Why Data Governance Is the Key to Trustworthy AI in the Large Model Era

The article explains how the rapid rise of large‑model AI has shifted the focus from models to data, outlines the concept and stages of AI‑specific data governance, identifies challenges such as low‑quality data, privacy leaks, bias, and proposes a comprehensive framework of principles, processes, and technologies to ensure high‑quality, secure, and ethical AI deployment.

Data Thinking Notes
Data Thinking Notes
Data Thinking Notes
Why Data Governance Is the Key to Trustworthy AI in the Large Model Era

1. AI Data Governance: Concept Definition

Since 2021, generative AI represented by large models has transformed production and life, shifting AI development from a model‑centric to a data‑centric approach. High‑quality, large‑scale, diverse data are essential, but practitioners face data security, privacy leaks, bias, and the problem of "high volume, low quality" data, which can hinder AI progress and threaten safety.

2. Evolution of Data Governance

Data governance originated in enterprise management. Definitions vary across institutions, but common elements include decision‑making authority, responsibility allocation, data quality, security, and compliance. International standards (ISO/TR 14872, GB/T 35295‑2017) emphasize coordination, responsibility, resource scheduling, and governance of data quality, security, and compliance.

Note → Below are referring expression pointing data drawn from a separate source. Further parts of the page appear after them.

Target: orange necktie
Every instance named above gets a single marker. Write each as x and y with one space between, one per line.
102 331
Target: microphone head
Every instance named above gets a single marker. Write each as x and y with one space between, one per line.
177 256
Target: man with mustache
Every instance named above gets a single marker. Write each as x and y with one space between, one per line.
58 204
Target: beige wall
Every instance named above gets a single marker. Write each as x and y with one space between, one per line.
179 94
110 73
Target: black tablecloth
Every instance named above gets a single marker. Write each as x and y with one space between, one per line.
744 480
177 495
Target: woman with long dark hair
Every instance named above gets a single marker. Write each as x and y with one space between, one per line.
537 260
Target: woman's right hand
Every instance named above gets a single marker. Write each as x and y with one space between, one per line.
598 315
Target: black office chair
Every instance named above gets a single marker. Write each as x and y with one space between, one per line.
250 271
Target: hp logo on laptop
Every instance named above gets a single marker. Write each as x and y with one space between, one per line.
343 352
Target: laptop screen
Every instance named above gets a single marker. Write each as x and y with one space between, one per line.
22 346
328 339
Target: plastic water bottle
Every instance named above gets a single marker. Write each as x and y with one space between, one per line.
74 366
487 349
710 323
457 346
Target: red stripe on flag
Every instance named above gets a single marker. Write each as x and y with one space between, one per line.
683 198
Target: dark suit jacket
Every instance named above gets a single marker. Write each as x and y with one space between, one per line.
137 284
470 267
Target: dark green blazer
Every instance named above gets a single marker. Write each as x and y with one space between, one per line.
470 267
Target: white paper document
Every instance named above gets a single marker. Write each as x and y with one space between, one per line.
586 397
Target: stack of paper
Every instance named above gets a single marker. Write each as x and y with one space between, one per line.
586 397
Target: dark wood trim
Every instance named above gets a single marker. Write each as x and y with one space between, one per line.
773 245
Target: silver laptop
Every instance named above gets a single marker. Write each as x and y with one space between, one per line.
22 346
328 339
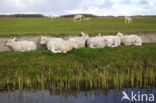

3. Three Stages of Data Governance

1980s: Early data quality management (TDQM) with DBMS.

2000s: Data warehouses, master data management, BI platforms.

2020s: Large‑model era introduces new challenges and requirements.

4. Challenges of Data Governance in the Large‑Model Era

1) High‑volume, low‑quality data : Large models rely on massive, often uncontrolled internet data, leading to quality gaps and lack of evaluation methods for multimodal, unstructured data.

2) Security and privacy leaks : Full‑life‑cycle AI development involves data over‑collection, bias, poisoning, and other risks that can harm individuals, enterprises, and societies.

3) Bias and discrimination : Generative models inherit biases from training data, producing unfair or harmful content.

To address these, the concept of Data Governance for Artificial Intelligence (DG4AI) has emerged, aiming to manage data throughout the AI lifecycle.

5. Definition of AI‑Oriented Data Governance

AI is a multidisciplinary field enabling computers to perform high‑level functions. Data governance is the organizational management of data to ensure quality and security. DG4AI therefore means managing and controlling data in AI applications to guarantee quality, reliability, security, and compliance while protecting privacy.

6. Main Phases and Objects of AI‑Oriented Data Governance

Top‑Level Design : Establish overall framework and strategic goals aligned with organizational objectives.

Organizational Assurance System : Provide resources (people, compute, algorithms, data, technology, management) and build policies and standards.

Engineering Construction : Implement data collection, preprocessing/cleaning, feature engineering, annotation, splitting, augmentation, model training, validation, testing, and inference.

Operation Optimization & AI Integration : Scale AI deployment, create a virtuous loop between data governance and AI applications.

Data objects range from raw multimodal datasets to training, validation, test, and inference datasets.

7. Value of AI‑Oriented Data Governance

Improves AI model accuracy and reliability.

Shortens development cycles and reduces costs.

Enhances overall system security and contributes to a comprehensive data governance theory.

8. Principles of AI‑Oriented Data Governance

Standardization : Flexible, operable standards and processes to reduce cost and improve efficiency.

Transparency : Explainable and understandable data handling to build trust.

Compliance : Align with laws and industry standards.

Security : Encryption, access control, and other safeguards.

Responsibility : Ethical standards, privacy respect, and non‑discrimination.

Fairness : Equal treatment of all users.

Auditability : Monitoring and recording of data lifecycle activities.

9. Key Work Areas for AI Data Governance

9.1 Data Quality Governance

Identify requirements, set quality targets, establish quality management systems, evaluate data sources, perform preprocessing/cleaning, annotation, augmentation, feature engineering, bias detection & correction, and continuous monitoring across training and inference stages.

9.2 Data Security & Privacy Governance

Implement full‑life‑cycle security supervision, risk‑based classification, encryption, differential privacy, homomorphic encryption, anonymization, concept erasure, and regular compliance audits.

9.3 Data Ethics Governance

Formulate ethical policies, ensure transparency and explainability, regulate data collection and annotation, conduct bias detection & mitigation, and perform regular risk assessments and updates.

10. Outlook

AI data industry will achieve clearer division of labor, reducing redundant labeling and collection.

Effective data governance will become a decisive advantage for large‑model competition.

DG4AI will mature into standardized, service‑oriented solutions delivering high‑quality, secure data products.